OBJECTIVE: Treating cancer cells with depsipeptide, a novel antitumor agent currently in a phase II clinical trial, causes potent upregulation of p21/WAF1 expression and cell arrest at G1 and G2 checkpoints. p21/WAF1 upregulation, however, impedes the ability of depsipeptide to induce significant apoptosis. This study was designed to determine whether flavopiridol, a synthetic cyclin-dependent kinase inhibitor known to inhibit p21 expression in tumor cells, could enhance depsipeptide-mediated apoptosis in cultured lung and esophageal cancer cells. METHODS: Lung or esophageal cancer cells were exposed to depsipeptide, flavopiridol, or a combination of depsipeptide and flavopiridol. Cytotoxicity and apoptosis were quantitated by means of (4,5-dimethylthiazo-2-yl)-2,5-diphenyl tetrazolium bromide and terminal deoxynucleotidyltransferase-mediated dUTP nick end labeling-based assays, respectively. Cytosolic cytochrome c levels, caspase 9 activity, mitochondrial membrane depolarization, and dependence of apoptosis on caspase 9 in treated cells were studied to determine the role of the mitochondria in mediating apoptosis induced by this drug combination. RESULTS: Flavopiridol completely abolished depsipeptide-mediated dose-dependent upregulation of p21/WAF1 expression. Combining flavopiridol with depsipeptide resulted in a 3- to 8-fold reduction of depsipeptide inhibitory concentration of 50% values that was closely paralleled by synergistic enhancement of apoptosis (4- to 10-fold higher than levels of cell death induced by either drug alone) in all cancer cell lines. The essential role of mitochondria in mediating cell death was indicated by robust translocation of cytochrome c from the mitochondria into the cytosol, 2.5- to 5-fold activation of caspase 9, severe disruption of mitochondrial inner membrane potential, and complete inhibition of apoptosis by the selective caspase 9 inhibitor.
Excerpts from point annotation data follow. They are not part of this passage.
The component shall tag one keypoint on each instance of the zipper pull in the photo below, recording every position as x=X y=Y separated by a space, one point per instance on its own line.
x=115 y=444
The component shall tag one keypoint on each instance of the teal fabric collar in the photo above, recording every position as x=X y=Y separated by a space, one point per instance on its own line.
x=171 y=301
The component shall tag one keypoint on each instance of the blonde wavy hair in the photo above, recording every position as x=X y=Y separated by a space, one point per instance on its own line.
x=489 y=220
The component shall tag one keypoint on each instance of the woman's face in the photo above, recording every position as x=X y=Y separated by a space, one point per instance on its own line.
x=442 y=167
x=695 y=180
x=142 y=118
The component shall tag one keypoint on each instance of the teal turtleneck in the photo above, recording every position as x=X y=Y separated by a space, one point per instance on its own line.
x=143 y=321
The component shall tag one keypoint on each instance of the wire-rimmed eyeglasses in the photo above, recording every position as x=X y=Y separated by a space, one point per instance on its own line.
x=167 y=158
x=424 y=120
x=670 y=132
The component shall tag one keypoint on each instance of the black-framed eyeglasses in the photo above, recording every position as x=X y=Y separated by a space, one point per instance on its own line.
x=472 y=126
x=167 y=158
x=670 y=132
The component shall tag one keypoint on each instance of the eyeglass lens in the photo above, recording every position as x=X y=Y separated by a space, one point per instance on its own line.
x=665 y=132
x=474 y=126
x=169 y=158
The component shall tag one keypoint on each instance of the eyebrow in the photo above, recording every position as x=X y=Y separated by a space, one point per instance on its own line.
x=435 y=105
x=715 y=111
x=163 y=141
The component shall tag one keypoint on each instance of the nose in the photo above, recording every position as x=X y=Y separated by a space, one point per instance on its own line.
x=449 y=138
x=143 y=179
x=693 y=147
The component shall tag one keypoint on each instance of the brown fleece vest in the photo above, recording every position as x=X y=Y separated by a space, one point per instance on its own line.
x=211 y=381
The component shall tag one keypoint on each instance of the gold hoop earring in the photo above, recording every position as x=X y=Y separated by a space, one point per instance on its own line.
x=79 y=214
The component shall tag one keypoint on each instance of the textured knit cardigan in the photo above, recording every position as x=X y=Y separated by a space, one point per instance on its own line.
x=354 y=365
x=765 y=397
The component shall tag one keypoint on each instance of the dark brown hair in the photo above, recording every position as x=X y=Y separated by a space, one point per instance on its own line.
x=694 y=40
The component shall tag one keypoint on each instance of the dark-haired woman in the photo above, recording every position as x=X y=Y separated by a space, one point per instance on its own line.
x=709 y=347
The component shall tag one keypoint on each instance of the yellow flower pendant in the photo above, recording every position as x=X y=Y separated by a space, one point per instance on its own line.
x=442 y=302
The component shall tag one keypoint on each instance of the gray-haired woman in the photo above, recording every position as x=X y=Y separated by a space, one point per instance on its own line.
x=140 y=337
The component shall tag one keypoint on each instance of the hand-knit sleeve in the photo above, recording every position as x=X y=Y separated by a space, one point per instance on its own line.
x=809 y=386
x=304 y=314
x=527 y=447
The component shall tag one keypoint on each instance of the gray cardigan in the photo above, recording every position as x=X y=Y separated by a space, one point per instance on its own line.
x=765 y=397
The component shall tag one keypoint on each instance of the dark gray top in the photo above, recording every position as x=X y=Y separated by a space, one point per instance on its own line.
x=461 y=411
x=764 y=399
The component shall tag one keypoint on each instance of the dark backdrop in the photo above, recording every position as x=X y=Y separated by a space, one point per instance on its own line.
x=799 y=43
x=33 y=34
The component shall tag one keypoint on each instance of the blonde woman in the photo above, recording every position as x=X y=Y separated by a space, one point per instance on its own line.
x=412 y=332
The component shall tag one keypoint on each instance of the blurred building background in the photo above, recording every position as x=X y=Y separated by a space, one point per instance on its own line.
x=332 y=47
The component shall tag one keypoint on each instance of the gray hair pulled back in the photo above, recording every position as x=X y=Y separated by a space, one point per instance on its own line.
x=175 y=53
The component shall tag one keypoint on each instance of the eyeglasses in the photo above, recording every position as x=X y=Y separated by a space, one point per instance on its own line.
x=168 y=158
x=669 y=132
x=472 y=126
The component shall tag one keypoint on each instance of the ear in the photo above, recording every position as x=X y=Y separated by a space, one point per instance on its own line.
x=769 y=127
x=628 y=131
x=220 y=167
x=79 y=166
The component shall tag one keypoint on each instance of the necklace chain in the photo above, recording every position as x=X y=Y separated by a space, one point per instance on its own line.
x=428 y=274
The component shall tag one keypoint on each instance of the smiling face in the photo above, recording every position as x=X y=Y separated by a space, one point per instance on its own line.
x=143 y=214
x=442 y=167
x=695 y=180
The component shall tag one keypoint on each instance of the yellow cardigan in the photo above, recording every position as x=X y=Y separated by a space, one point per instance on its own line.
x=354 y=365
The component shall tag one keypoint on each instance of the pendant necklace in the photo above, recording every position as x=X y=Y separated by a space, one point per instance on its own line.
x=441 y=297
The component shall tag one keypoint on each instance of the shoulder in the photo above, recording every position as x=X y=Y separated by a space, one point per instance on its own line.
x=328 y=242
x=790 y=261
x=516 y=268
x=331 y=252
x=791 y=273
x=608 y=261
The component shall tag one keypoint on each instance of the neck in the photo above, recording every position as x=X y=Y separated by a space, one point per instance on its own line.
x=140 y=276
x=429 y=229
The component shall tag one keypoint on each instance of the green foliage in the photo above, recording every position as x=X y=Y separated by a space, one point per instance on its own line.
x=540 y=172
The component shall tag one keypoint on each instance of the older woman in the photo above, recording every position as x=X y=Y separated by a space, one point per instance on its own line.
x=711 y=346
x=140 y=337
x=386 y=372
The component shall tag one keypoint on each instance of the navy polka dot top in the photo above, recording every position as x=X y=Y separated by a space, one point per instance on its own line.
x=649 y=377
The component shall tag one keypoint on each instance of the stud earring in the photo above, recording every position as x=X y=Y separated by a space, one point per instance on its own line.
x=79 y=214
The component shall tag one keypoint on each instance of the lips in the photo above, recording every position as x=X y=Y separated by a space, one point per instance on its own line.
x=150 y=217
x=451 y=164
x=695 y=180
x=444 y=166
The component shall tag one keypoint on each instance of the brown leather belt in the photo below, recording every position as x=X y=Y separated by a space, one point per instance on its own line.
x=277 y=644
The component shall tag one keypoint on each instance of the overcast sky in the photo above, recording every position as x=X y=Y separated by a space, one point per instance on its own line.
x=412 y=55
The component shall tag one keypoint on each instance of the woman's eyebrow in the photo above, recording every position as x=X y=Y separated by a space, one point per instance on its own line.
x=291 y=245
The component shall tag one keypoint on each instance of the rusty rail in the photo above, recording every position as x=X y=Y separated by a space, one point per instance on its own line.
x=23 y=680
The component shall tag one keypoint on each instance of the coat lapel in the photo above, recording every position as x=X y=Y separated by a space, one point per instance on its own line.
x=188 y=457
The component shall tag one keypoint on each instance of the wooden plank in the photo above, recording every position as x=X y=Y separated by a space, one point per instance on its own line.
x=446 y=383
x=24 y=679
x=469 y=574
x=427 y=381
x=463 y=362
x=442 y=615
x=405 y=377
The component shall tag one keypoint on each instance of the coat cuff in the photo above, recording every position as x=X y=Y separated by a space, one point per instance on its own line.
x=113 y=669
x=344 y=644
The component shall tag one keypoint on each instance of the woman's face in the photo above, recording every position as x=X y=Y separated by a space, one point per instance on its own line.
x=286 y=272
More important, this drug combination was not toxic to primary normal epithelial cells derived from the airway or skin. CONCLUSION: The depsipeptide plus flavopiridol combination exhibits powerful and selective cytocidal activity against cancer but not normal cells. Apoptosis induced by this combination is mediated by the mitochondria-dependent death pathway.